From the T&T Clark Blog (which will be added to my blogroll now that I know of it):
There are four titles that will be available in March 2011 and one of these is Geir O. Holmås’ volume titled ‘Prayer and Vindication in Luke-Acts. The Theme of Prayer within the Context of the Legitimating and Edifying Objective of the Lukan Narrative.’ This comprehensive study discusses the literary function of prayer in Luke-Acts, employing narrative critical methodology and focuses on the theme’s relation to Luke’s historiographical aims. This study is divided into three parts. In Part I Holmås ‘sets the framework by defining the scope of examination in terms of text selection and by presenting, in a general way, the pragmatic-rhetorical motivations underlying Luke-Acts as an ancient historical work and the implications of this for the interpretation of Lukan prayer’. In Part II he examines the passages featuring prayer in Luke’s gospel, whereas in Part III he investigates the continuation of the prayer theme in Acts.
‘Who is this son of man?
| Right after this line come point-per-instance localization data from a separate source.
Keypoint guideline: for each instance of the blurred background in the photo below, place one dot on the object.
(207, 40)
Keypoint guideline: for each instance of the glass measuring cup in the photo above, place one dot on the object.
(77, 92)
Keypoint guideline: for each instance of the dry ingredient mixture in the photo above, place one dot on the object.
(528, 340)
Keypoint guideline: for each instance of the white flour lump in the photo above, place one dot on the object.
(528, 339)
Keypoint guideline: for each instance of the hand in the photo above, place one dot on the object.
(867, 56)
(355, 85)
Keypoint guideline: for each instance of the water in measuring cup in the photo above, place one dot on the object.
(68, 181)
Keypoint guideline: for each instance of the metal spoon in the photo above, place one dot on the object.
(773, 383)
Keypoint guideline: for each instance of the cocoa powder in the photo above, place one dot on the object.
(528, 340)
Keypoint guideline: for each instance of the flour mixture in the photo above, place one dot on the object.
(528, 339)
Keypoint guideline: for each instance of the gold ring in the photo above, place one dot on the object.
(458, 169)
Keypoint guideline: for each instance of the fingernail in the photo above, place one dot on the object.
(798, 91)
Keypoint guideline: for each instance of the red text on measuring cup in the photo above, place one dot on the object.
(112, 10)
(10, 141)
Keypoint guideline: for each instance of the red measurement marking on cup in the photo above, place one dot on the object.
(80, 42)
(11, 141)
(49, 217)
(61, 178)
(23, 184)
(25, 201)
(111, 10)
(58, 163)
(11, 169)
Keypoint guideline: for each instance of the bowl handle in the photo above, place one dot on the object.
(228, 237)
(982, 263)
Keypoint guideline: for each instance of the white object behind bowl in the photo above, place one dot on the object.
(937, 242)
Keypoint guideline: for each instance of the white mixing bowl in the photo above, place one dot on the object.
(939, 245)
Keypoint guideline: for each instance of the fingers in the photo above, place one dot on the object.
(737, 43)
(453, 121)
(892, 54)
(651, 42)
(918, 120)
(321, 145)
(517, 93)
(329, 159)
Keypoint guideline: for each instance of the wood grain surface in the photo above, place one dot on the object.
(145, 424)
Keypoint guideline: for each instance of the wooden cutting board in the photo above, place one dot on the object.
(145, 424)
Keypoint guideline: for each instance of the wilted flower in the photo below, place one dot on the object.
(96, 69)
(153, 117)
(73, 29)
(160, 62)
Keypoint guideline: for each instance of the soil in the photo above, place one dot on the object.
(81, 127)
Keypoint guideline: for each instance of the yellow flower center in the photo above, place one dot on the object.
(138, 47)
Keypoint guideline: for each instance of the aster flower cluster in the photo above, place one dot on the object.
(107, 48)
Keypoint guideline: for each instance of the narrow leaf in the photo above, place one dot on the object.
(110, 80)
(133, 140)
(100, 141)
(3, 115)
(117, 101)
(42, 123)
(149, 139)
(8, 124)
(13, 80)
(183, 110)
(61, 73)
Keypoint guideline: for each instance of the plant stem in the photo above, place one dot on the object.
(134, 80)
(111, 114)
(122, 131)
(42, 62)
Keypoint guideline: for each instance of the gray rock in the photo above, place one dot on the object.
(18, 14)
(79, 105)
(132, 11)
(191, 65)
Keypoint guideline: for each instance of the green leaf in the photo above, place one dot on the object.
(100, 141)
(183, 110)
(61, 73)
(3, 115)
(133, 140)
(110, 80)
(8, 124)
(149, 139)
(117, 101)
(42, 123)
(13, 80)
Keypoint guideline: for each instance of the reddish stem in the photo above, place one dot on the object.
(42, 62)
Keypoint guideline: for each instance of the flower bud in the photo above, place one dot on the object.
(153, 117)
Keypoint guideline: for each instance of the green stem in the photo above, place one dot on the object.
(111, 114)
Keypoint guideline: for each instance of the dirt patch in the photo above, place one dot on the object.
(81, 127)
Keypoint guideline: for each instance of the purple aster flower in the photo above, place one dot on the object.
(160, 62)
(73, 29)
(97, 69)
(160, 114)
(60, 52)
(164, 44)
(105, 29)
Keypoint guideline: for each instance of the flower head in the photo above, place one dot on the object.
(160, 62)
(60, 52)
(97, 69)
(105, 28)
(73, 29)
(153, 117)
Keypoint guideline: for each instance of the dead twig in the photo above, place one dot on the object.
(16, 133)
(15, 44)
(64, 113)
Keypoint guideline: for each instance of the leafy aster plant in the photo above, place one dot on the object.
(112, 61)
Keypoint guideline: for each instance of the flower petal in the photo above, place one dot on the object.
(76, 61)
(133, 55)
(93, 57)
The Latest Scholarship on a Puzzling Expression of the Historical Jesus’, edited by Larry W. Hurtado and Paul L. Owen is another title that is coming out in March 2011. This volume is the first ever collection of scholarly essays in English devoted specifically to the theme of the expression ‘son of man’. This lively discussion is taken up by contributors such as Albert L. Lukaszewski, David Shepherd, P.J. Williams, Darrell L. Bock, Benjamin E. Reynolds and Darrell D. Hannah, as well as by both editors.
Stefanos Mihalios examines the links between the Johannine eschatological hour and the eschatological hour in the book of Daniel in his volume titled ‘The Danielic Eschatological Hour in the Johannine Literature.’ Mihalios scrutinizes here the uses of the ‘hour’ in the writings of John and demonstrates the contribution of Danielic eschatology to John’s understanding of this concept. After a thorough examination Mihalios concludes that for the Johannine Jesus use of the term ‘hour’ indicates that the final hour of tribulation and resurrection, as it is depicted in Daniel, has arrived.
There is one more title that will be published in March 2011 – a collection edited by Trevor J. Burke and Brian S. Rosner titled ‘Paul as Missionary. Identity, Activity, Theology, and Practice.’ The main theme of this volume is a view that Paul, first and foremost, must be identified as ‘missionary’, therefore all the essays use the entire Pauline corpus in attempt to discover what Paul’s correspondence can tell us about how Paul himself perceived his role and identity. The list of contributors is very impressive – Seyoon Kim, James W. Thompson, James C. Miller, Richard Gibson, Beverly Roberts Gaventa, J. Daniel Hays, J. Ayodeji Adewuya, Paul W. Barnett, Arland J. Hultgren, Karl O. Sandnes Stanley E. Porter, Roy E. Ciampa, William S. Campbell, James Ware, Steve Walton, Michael Barram and E. Randolph Richards.
All of them look interesting. So on the wishlist they must go!